Payless, founded in 1956 in Topeka, KS, disrupted shoe retail by introducing a no-frills, self-service approach that allowed for lower prices. The concept was a hit with customers, but it’s no longer a new one, as the old-fashioned shoe salesperson who measures feet is now relegated to department stores and some specialty stores.

Payless is yet another victim of a debt-pile on from private equity owners. The retailer was bought three years ago by private equity firms Blum Capital and Golden Gate after they and footwear company Wolverine took its parent company (Collective Brands) private. Wolverine now runs the Sperry Top-Sider, Stride Rite and Keds brands as a result of that deal.

Bankrupt apparel retailers The Limited, Wet Seal and J. Crew have also stumbled under the debt loads heaped upon them by their respective private equity owners. “These poor apparel chains end up one way or another in the hands of private equity — and in the end, there’s no company, no stores, no employees, and the private equity made money,” Howard Davidowitz, chairman of New York City-based retail consulting and investment banking firm Davidowitz & Associates, told Retail Dive earlier this year. “Congratulations. That’s how it works.”

In January, Limited Stores owner Sun Capital told investors that despite the apparel chain’s closure, it made back its original $50 million 1.8 times over due to prior distributions and dividends, and will write down the remaining equity value of Limited Stores to zero.
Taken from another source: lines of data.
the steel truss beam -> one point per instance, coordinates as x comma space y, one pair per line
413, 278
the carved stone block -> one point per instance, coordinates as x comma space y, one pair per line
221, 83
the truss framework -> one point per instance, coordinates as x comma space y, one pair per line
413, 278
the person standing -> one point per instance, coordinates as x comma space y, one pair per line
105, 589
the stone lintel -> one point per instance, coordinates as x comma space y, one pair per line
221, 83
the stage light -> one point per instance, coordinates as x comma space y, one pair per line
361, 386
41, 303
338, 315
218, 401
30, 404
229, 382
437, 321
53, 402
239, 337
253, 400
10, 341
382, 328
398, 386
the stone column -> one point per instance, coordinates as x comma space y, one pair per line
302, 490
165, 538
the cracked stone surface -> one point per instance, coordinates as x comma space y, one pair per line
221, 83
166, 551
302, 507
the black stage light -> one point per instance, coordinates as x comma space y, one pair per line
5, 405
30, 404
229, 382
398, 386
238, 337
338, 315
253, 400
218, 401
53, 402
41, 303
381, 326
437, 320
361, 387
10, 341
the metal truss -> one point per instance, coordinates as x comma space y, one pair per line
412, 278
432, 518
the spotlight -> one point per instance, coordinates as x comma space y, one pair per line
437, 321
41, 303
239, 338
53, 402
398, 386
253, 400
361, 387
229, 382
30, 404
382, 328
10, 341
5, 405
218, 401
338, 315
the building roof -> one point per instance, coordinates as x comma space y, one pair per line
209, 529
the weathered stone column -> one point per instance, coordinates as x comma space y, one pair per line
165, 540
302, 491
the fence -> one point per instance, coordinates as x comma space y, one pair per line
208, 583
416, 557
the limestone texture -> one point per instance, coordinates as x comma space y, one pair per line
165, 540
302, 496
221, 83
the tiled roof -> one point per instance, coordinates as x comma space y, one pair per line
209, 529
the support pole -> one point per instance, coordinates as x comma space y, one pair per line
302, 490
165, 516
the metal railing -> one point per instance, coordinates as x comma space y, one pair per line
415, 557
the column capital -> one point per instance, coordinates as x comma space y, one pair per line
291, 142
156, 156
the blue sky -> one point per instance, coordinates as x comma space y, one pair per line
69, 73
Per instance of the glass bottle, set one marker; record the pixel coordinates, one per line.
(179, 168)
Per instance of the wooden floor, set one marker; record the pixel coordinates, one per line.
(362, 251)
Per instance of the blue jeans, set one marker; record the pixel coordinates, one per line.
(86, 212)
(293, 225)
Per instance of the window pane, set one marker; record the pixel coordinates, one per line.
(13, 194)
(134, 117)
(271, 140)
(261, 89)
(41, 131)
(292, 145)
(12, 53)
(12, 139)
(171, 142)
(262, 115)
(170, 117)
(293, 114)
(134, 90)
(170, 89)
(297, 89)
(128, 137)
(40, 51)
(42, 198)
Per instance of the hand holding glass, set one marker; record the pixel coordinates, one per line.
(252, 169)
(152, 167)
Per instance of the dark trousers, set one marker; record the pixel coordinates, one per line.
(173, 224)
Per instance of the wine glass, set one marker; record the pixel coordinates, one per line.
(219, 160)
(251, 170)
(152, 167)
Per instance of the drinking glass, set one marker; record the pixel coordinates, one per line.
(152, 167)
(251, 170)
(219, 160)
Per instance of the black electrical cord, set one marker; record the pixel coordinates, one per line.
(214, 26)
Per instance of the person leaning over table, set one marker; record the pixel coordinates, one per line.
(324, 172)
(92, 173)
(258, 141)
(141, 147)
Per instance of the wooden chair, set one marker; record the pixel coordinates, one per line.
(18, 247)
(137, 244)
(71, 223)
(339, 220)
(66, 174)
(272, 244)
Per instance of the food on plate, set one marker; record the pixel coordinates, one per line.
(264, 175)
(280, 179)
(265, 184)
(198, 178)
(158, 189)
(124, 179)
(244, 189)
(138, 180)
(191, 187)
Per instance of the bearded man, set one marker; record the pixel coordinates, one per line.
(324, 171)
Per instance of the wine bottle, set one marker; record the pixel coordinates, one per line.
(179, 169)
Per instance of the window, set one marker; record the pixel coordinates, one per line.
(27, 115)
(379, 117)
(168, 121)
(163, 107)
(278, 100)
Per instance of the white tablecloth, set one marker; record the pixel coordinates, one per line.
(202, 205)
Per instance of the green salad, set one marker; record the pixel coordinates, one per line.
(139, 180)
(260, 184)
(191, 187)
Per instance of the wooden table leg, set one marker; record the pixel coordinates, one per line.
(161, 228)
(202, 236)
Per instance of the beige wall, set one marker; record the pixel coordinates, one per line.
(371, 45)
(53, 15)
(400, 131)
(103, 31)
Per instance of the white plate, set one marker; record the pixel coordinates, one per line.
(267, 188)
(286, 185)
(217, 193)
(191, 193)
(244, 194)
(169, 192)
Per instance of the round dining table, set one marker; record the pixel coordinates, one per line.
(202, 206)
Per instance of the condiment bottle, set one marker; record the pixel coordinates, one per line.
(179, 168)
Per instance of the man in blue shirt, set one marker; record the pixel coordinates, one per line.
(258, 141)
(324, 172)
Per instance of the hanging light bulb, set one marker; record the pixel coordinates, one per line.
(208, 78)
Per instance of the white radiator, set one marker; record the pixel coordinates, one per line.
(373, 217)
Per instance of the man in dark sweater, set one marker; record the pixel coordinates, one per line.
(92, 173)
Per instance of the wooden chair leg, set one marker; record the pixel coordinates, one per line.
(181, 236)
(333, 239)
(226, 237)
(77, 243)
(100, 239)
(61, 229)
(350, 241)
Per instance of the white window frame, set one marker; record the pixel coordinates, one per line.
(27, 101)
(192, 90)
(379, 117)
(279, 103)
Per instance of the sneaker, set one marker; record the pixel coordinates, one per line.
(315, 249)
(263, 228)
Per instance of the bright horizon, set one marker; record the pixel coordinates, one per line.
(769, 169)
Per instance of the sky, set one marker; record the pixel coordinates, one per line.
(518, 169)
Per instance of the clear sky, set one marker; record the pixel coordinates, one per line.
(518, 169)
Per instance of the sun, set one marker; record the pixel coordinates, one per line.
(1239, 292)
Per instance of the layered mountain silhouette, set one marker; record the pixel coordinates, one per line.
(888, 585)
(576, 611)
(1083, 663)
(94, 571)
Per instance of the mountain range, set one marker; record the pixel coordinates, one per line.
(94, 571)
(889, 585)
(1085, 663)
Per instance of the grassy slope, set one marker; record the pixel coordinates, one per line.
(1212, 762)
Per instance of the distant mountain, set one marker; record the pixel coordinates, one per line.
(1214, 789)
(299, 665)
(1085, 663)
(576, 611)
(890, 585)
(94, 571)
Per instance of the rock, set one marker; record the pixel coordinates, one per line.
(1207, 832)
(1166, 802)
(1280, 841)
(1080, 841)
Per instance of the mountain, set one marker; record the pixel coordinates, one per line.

Payless’s outstanding $520 million senior debt is quoted around 52 cents on the dollar, and its $145 million junior loan is quoted at some 16 cents on the dollar, sources told Reuters in January. Portions of those loans went to pay out a dividend to Blum Capital and Golden Gate, according to that report. Moody’s Investors Service in February cut the retailer’s rating and outlook, based on its declining performance and debt pressure.